Mis palabras sonaron falsas incluso para mí.
—Sí, supongo. ¿Te dijo si pensaba ir a algún otro lugar?
—No. ¿Por qué?
—Dijo algo que me hizo pensar que podría estar planeando algún viaje. Pero era como si no fuese idea de ella o como si no quisiera ir. ¡Oh, mierda, no lo sé!
Dejó escapar un suspiro. Mi imaginación vio a mi sobrino pasándose la mano por el pelo y luego frotándose la coronilla. Era así como Kit expresaba la frustración.
—¿Qué fue lo que dijo?
A pesar de mi determinación, sentí que la ansiedad comenzaba a crecer por dentro.
—No lo recuerdo con exactitud, pero escucha esto. Dijo algo así como «no importa lo que lleve puesto o el aspecto que tenga». ¿Te suena eso propio de mi madre?
—No, la verdad es que no.
—Tía Tempe, ¿sabes algo acerca de esa organización con la que se ha relacionado?
—Sólo el nombre. Inner Life Empowerment, creo. ¿Te sentirías mejor si hago algunas averiguaciones?
—Sí.
—Y también llamaré a mis vecinos en Montreal y les preguntaré si la han visto. ¿De acuerdo?
—Sí.
—Kit. ¿Recuerdas cuando conoció a Striker?
Hubo una pausa.
—Sí.
—¿Qué pasó?
—Se largó para participar en un rally de globos y desapareció durante tres días. Luego regresó casada.
—¿Recuerdas que te subías por las paredes?
—Sí, pero Harry nunca hasta ahora había renunciado a su rizador del pelo. Sólo dile que me llame. He dejado mensajes en tu contestador de Montreal, pero tal vez esté enfadada por algo. ¿Quién puede saberlo?
Colgué el auricular y miré el reloj. Eran las doce y cuarto. Intenté hablar con Montreal. Harry no contestó, así que dejé otro mensaje. Mientras yacía en la oscuridad, mi mente se preparó para un interrogatorio riguroso.
¿Por qué no había comprobado esa organización a la que Harry se había unido?

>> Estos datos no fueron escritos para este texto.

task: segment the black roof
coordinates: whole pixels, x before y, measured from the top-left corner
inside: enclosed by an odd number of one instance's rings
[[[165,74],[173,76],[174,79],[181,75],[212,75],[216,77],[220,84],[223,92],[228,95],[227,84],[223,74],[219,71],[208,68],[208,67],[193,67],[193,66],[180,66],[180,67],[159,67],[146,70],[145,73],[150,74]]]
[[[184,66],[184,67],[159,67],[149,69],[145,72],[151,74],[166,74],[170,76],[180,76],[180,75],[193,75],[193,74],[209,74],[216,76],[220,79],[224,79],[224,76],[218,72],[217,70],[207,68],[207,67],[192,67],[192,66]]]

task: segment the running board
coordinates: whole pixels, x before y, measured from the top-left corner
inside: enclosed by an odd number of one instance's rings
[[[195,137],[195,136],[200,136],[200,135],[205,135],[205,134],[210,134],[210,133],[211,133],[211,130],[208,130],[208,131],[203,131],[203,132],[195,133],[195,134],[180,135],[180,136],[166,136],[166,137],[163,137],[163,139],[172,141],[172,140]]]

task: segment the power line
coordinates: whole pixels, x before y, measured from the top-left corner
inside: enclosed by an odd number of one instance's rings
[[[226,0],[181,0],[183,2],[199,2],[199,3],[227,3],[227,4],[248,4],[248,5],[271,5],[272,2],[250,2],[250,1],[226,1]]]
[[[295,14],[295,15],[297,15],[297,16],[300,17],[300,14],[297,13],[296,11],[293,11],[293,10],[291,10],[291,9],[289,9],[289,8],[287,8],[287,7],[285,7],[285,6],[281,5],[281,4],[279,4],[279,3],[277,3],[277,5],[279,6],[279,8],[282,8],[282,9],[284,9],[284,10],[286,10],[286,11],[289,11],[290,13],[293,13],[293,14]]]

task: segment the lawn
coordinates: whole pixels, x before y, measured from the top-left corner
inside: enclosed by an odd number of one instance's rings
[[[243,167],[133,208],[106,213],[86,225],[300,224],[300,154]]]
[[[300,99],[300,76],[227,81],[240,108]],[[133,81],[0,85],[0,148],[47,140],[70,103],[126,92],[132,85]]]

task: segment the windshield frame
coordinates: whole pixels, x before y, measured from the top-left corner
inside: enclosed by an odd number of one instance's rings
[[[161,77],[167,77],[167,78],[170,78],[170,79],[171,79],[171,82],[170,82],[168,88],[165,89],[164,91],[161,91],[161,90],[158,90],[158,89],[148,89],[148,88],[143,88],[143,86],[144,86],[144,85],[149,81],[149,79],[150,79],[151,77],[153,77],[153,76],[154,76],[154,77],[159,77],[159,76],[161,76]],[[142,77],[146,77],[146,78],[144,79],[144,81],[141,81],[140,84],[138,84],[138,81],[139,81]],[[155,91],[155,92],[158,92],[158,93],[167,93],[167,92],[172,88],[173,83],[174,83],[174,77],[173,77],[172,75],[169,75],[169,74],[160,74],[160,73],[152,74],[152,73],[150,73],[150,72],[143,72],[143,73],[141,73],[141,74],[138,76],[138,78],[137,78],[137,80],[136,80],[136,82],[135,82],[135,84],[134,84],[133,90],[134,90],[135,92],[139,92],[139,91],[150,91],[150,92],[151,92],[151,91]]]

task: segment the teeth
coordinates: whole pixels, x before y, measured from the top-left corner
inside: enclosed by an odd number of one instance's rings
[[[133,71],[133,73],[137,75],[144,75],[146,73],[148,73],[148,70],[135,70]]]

Porque no había ningún motivo para hacerlo. Ella se inscribió en el curso a través de una institución legal y no había ninguna causa para alarmarse. Además, investigar cada uno de los proyectos de Harry necesitaría de los servicios de un detective trabajando a tiempo completo.
«Mañana». Haría algunas llamadas al día siguiente; esa noche no. Di por terminado el interrogatorio.

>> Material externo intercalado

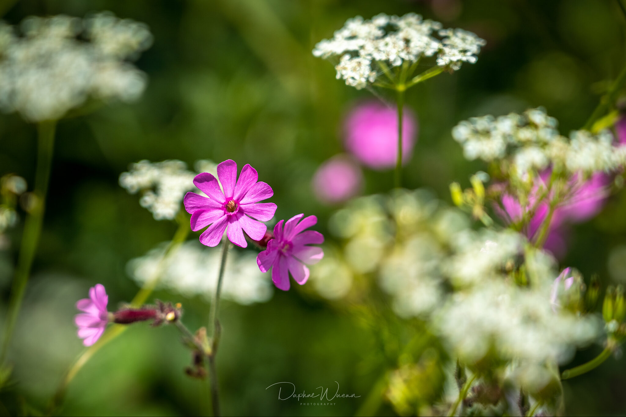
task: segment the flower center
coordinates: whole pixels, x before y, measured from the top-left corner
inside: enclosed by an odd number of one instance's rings
[[[230,200],[228,201],[228,204],[226,204],[226,211],[228,213],[232,213],[237,209],[237,203],[235,203],[235,200]]]

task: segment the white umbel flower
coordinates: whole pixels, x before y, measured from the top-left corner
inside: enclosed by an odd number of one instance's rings
[[[151,163],[140,161],[131,164],[128,172],[120,176],[120,185],[131,194],[141,192],[140,204],[156,220],[173,219],[185,193],[195,189],[195,174],[188,171],[182,161]]]
[[[30,17],[21,36],[0,24],[0,108],[27,120],[60,119],[88,99],[130,101],[146,78],[128,59],[150,46],[147,27],[110,13]]]
[[[197,241],[188,241],[162,262],[165,248],[165,244],[161,245],[131,259],[127,266],[128,274],[139,285],[156,279],[158,288],[187,297],[201,296],[211,299],[217,283],[220,251],[203,246]],[[273,294],[274,286],[259,270],[256,254],[252,251],[231,251],[222,284],[223,298],[244,305],[267,301]]]
[[[319,42],[313,55],[341,58],[337,78],[357,89],[373,83],[386,67],[414,63],[424,56],[437,54],[436,65],[451,70],[463,62],[476,61],[484,40],[460,29],[439,29],[441,23],[415,13],[402,17],[381,14],[370,20],[357,16],[346,21],[332,39]]]

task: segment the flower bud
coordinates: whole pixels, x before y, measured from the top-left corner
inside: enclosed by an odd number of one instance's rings
[[[613,310],[615,305],[615,296],[613,287],[607,288],[607,293],[604,296],[604,303],[602,304],[602,318],[606,323],[613,319]]]
[[[457,207],[461,207],[463,204],[463,193],[458,183],[450,184],[450,194],[452,196],[452,202]]]
[[[617,286],[615,291],[615,311],[613,313],[613,318],[618,323],[622,323],[626,316],[626,303],[624,303],[624,291],[621,285]]]

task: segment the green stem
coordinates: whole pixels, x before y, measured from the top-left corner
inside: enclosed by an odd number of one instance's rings
[[[439,74],[443,72],[444,69],[445,69],[444,67],[437,66],[437,67],[433,67],[429,69],[426,70],[419,75],[416,75],[414,77],[413,77],[413,79],[411,79],[410,81],[409,81],[409,83],[406,84],[406,88],[409,88],[409,87],[413,87],[418,83],[422,83],[423,81],[426,81],[429,78],[432,78],[435,76],[439,75]]]
[[[526,415],[528,416],[529,417],[534,416],[535,413],[537,412],[537,409],[539,409],[539,407],[540,407],[541,405],[541,401],[537,401],[536,403],[535,403],[535,405],[533,406],[533,408],[530,409],[530,411],[528,411],[528,413],[526,414]]]
[[[208,319],[209,328],[212,329],[211,351],[207,355],[208,357],[208,377],[211,383],[211,404],[213,407],[213,415],[217,417],[220,415],[220,388],[217,381],[217,369],[215,368],[215,355],[217,354],[217,348],[220,344],[220,336],[222,334],[222,327],[218,313],[220,308],[220,296],[222,294],[222,283],[224,278],[224,272],[226,270],[226,259],[228,254],[230,242],[225,240],[222,244],[222,263],[220,264],[220,273],[217,277],[217,286],[215,288],[215,295],[211,303],[211,311]]]
[[[178,223],[178,228],[177,229],[176,232],[174,233],[173,238],[167,245],[163,256],[162,256],[161,259],[159,261],[158,265],[156,267],[156,273],[151,279],[146,281],[144,283],[143,286],[141,287],[137,292],[136,295],[133,298],[133,301],[130,303],[133,307],[140,307],[145,303],[146,299],[150,296],[150,294],[154,290],[155,287],[158,283],[159,279],[161,278],[166,260],[176,253],[189,234],[188,219],[182,210],[178,212],[176,220]],[[63,401],[63,398],[65,396],[65,392],[69,383],[74,379],[74,377],[76,376],[76,374],[82,369],[83,366],[89,361],[89,359],[101,348],[121,334],[127,328],[128,328],[128,326],[113,324],[95,344],[83,351],[80,356],[78,356],[78,358],[76,359],[76,361],[68,369],[61,383],[59,384],[54,396],[51,400],[50,404],[48,406],[49,414],[51,414]]]
[[[608,359],[612,352],[612,344],[609,344],[600,354],[587,363],[583,363],[576,368],[572,368],[571,369],[563,371],[563,373],[561,374],[561,379],[569,379],[570,378],[589,372],[589,371],[597,368],[603,362]]]
[[[468,391],[470,391],[470,388],[471,386],[472,383],[476,379],[476,376],[478,376],[478,374],[474,374],[471,378],[467,380],[465,384],[463,385],[463,388],[459,391],[459,398],[456,399],[452,408],[450,408],[450,412],[448,413],[448,417],[452,417],[456,413],[456,409],[458,408],[459,404],[465,399],[465,397],[468,394]]]
[[[399,188],[402,186],[402,110],[404,106],[404,86],[398,86],[396,91],[398,93],[396,99],[398,104],[398,159],[396,160],[394,183],[396,188]]]
[[[24,299],[24,292],[41,234],[41,226],[46,208],[46,194],[48,193],[52,157],[54,154],[56,127],[56,121],[54,120],[40,122],[37,125],[37,166],[35,169],[35,186],[33,193],[34,203],[30,212],[26,215],[24,225],[18,268],[11,289],[11,300],[9,302],[6,325],[4,328],[2,352],[0,353],[0,367],[4,365],[6,360],[11,338]]]
[[[617,79],[613,82],[607,94],[600,99],[600,103],[589,117],[585,126],[583,126],[583,129],[591,131],[596,121],[607,114],[608,109],[617,98],[617,94],[625,83],[626,83],[626,67],[620,73]]]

Subí la escalera, me desvestí y me metí bajo las sábanas. Necesitaba dormir, necesitaba un respiro después del torbellino que había dominado mi pensamiento consciente.
Por encima de mi cabeza, el ventilador del techo zumbaba suavemente. Pensé en el salón de Dom Owens y, aunque luché para rechazarlos, los nombres regresaron a mi mente.
Brian. Heidi. Brian y Heidi eran estudiantes.
Jennifer Cannon era estudiante.
Anna Goyette.
Mi estómago dio un vuelco.
¡Harry!
Harry se había inscrito para su primer seminario en el North Harris County Community College. Harry era una estudiante.
Los otros habían sido asesinados, o bien habían desaparecido, mientras se encontraban en Quebec.
Mi hermana estaba en Quebec.
¿O no lo estaba?
¿Dónde demonios estaba Ryan?
Cuando finalmente llamó, mi inquietud se convirtió en verdadero pánico.